There are two approaches to doing the KYC. The first one is CDD which is Customer Due Diligence and the second one is EDD. Click here to know more
What are CDD and EDD in cryptocurrency?
As discussed above CDD and EDD both are a type of due diligence process done by financial institutions and business organizations to comply with the laws of Anti-Money Laundering.
- In the case of CDD business is supposed to do due diligence on their customers. Whereas, EDD is one step away from CDD to ensure customers are properly verified by the organizations or financial institutions.
- Customer Due Diligence is a verification process that is important to avoid any financial issues connected to Anti-Money Laundering, CTF (Counter-Terrorist Financing), or poor creditworthiness of any customers. Whereas, Enhanced Due Diligence is done on customers who have high net worth or are flagged as high-risk as they can carry out risky and huge transactions.

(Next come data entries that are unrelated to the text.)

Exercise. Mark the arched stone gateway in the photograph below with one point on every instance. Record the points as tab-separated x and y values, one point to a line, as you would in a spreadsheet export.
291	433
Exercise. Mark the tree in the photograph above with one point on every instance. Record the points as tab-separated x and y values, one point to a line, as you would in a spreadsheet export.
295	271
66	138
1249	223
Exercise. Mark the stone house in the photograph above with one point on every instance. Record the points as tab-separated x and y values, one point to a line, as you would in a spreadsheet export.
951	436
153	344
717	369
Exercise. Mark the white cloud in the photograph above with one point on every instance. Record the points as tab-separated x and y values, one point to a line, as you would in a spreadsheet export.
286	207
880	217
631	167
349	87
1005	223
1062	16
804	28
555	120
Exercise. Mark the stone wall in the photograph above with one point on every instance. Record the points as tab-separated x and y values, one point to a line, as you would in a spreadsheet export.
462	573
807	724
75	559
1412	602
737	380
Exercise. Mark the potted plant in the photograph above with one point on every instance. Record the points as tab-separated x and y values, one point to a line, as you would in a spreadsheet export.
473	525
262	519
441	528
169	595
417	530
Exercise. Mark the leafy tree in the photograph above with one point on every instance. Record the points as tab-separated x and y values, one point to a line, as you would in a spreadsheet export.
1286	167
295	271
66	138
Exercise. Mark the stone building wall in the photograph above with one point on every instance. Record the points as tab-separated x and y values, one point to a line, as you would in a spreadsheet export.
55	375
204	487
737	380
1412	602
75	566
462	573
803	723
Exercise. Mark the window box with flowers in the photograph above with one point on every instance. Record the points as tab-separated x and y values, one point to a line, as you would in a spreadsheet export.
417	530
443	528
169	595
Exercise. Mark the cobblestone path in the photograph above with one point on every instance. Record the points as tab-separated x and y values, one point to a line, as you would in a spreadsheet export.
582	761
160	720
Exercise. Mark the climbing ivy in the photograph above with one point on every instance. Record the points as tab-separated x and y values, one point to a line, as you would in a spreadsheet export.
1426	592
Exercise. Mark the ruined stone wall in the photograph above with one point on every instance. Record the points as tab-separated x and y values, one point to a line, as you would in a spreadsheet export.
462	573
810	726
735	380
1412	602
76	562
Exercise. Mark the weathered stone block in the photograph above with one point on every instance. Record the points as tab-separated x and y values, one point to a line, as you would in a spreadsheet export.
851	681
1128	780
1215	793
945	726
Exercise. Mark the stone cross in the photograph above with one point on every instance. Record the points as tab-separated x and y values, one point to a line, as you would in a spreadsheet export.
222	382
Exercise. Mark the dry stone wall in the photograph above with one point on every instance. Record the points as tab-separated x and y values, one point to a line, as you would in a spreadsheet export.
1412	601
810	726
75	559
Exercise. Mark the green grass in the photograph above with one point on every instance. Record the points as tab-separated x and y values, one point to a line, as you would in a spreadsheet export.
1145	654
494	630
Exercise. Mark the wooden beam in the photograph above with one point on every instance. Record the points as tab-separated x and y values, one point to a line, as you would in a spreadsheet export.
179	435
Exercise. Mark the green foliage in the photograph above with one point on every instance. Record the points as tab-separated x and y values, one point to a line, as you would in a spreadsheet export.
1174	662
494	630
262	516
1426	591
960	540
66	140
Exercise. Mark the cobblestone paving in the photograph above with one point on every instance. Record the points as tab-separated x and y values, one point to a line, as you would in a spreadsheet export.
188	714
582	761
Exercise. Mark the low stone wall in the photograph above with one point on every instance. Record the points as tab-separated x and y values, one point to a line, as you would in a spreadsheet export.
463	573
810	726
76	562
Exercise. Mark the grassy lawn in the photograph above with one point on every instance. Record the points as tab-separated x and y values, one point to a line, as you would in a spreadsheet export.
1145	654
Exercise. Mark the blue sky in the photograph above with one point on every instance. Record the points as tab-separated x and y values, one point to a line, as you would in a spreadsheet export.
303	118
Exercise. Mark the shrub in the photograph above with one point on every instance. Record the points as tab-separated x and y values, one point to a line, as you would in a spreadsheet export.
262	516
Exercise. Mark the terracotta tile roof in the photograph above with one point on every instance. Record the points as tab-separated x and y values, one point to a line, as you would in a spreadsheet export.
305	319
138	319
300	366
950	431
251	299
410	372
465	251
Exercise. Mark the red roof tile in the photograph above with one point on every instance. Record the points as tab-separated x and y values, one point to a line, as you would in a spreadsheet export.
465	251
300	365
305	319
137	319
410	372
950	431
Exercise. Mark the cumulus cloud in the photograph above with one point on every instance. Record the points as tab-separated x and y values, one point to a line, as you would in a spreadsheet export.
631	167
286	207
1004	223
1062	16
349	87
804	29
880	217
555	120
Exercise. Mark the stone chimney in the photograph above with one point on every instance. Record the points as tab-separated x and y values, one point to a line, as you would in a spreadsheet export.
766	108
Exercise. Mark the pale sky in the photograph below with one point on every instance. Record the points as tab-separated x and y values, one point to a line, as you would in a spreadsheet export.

- In the case of CDD business is supposed to do the verification majorly on the personal documents of the customers such as Aadhar cards, etc. Whereas, in EDD (Enhanced Due Diligence) businesses are doing their verification on customers who have fallen under the high-risk category. This includes the individual who provides non-approved identification.
When should an EDD review take place?
It is not necessary to qualify for Enhanced Due Diligence. Businesses are advised to do the EDD review once the individuals become their customers.
In the process of Enhanced Due Diligence, organizations continue to do business with their customers but at the same point in time, they also follow their actions in a close manner.
Organizations must be ready to terminate the relationship with their customers immediately, if they are not in agreement to do an EDD review or if they pose a high risk to the business.
After the review of Enhanced Due Diligence takes place, the compliance officers of BSA will submit their report to the Board of Directors.
How do you know an EDD review is needed?
Well, it has been discussed earlier that the review of EDD is done to reduce the risk of financing terrorists and money laundering in the field of blockchain and cryptocurrency. But the question is how to identify the customers who possess high risk?
We can scrutinize any customers of the cryptocurrency business by checking their transaction volume, activity, profile, etc.
These are the three signs of customers who need an EDD review –
- Customers who execute multiple transactions amount to $10,000 or more.
- Customers who execute at least 5 or more transactions in a month.
- Customers who provide a non-approved state identification.
If anyone in the cryptocurrency business notices any fraudulent or suspicious activity they are advised to report it to the BSA Compliance Officer. Automatically this will help them to save their cryptocurrency businesses from any fraud or criminal activities.
How to apply EDD practices in a cryptocurrency business?
Anyone who is doing their business in crypto or blockchain space must have a third party who is responsible for risk assessment. So that the third party can determine the risk attached to any customers of the company.
Every cryptocurrency business possesses different types of risk, no business possesses the same level of risk. The main factor which determines the risk factor attached to any business is location, business, product, and the service of the business.
Ultimately, the policies and procedures of your business will be more effective at protecting your business from any risk attached to your customers.